View Full Version : Wierd problem... NIC stops responding
chuckt101 04-06-2003, 12:47 AM Hi,
I think my NIC card stops responding every now and then.. I don't know, but this is the only conclusion I can come to w/o physical access to server.
Every few days, I won't be able to ping/tracert my server. It stops on the last hop. I have to reboot it via a remote APC port.
After it comes up, I check the logs and there is nothing weird at all. THe last thing in /var/log/messages is a server update script run as part of HSphere cron job. I'm sure this is not a problem since this script runs every few minutes and a great majority of the time, it runs fine.
I ran chkrootkit and nothing came back.
I don't believe it's an issue of server load.
Is the problem the NIC card or something else? Where can I look?
Running Redhat 7.2
Thanks
inteltechs 04-06-2003, 12:59 AM did you install any firewall scripts or snort?
Spingen 04-06-2003, 01:55 AM What kind of nic is it? There are some crappy ones that do just crap out.
mpope 04-06-2003, 06:38 AM And it could also be that your server crashed at that point. (Normally you'd see weird happenings in the logs, but I've seen it happen where no significant log entries occured....)

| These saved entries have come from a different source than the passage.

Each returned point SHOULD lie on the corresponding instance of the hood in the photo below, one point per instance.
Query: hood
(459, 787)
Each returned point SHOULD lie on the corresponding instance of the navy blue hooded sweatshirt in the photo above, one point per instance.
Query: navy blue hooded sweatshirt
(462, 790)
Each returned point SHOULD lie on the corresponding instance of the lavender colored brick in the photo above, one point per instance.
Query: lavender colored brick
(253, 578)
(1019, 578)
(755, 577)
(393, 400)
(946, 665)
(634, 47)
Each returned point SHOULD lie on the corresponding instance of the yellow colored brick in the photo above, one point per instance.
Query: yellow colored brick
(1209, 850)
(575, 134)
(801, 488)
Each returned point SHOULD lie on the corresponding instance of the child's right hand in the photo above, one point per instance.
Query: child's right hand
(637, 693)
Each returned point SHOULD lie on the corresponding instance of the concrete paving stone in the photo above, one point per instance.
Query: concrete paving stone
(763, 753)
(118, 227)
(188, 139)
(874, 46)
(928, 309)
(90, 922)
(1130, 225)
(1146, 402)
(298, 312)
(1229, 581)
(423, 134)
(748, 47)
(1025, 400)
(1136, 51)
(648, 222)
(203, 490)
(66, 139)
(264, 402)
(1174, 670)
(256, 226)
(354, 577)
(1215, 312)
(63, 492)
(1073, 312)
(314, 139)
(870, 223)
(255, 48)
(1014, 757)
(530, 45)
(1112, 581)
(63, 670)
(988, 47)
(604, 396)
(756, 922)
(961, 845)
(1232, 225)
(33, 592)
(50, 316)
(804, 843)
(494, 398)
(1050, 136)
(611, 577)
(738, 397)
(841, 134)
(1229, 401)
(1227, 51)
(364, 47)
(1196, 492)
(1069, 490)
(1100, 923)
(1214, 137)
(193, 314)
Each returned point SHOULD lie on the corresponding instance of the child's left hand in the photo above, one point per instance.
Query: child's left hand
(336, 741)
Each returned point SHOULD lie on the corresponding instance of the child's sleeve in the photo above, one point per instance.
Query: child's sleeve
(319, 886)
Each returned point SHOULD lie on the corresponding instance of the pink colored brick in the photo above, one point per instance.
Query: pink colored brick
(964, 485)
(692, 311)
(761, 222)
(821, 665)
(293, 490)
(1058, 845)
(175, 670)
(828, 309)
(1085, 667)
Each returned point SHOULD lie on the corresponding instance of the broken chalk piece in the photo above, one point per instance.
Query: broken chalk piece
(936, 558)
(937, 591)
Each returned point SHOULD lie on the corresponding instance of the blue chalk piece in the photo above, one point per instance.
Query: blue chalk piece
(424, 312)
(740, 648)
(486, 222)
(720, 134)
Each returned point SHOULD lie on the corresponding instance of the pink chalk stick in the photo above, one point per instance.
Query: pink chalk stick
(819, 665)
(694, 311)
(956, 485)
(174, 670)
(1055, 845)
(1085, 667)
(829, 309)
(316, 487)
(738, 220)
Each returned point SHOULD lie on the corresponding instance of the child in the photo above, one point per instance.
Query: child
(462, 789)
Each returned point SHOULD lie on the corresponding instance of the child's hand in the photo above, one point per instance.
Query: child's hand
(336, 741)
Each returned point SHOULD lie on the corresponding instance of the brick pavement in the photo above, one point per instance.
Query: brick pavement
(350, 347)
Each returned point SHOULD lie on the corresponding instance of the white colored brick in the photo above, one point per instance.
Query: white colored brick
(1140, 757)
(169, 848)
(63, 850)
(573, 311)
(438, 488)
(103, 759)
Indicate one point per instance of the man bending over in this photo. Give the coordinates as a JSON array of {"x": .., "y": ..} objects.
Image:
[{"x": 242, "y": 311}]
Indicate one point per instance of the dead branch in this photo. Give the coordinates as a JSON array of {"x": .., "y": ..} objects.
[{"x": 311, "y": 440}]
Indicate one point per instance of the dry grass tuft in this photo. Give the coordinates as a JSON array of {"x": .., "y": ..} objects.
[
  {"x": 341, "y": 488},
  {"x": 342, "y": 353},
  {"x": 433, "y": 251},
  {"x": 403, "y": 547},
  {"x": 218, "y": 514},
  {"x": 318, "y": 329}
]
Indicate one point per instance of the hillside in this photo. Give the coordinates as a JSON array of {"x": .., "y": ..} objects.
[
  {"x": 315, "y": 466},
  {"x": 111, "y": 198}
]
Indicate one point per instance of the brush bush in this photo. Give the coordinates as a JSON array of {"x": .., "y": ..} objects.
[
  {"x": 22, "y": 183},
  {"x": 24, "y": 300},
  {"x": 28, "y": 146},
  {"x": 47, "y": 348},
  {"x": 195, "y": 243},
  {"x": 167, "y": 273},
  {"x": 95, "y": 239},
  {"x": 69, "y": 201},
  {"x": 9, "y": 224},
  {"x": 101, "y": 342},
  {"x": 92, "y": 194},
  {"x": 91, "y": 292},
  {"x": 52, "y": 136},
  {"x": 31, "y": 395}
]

Anyway... I'd start with the NIC and get it replaced.... make sure they put in a 3com card this time. If the problem keeps occuring... then you know it wasn't the NIC :D
clockwork 04-06-2003, 06:42 AM I'd have someone look at console when this happens... maybe they could run 'dmesg' and see what is going on (if they are able to enter commands at all...)
THW-Dave 04-06-2003, 07:38 AM If its a inksys LTNE100TX or something, and you use module "tulip"
google stuff about "tulip_old" i had a simular problem, and it was my tulip driver that was bad.
admin0 04-06-2003, 12:26 PM Hi,
I did faced this problem before.. the nics just all of a sudden stops working, and the system absolutely is working fine.. no errors, nothing in the logs etc.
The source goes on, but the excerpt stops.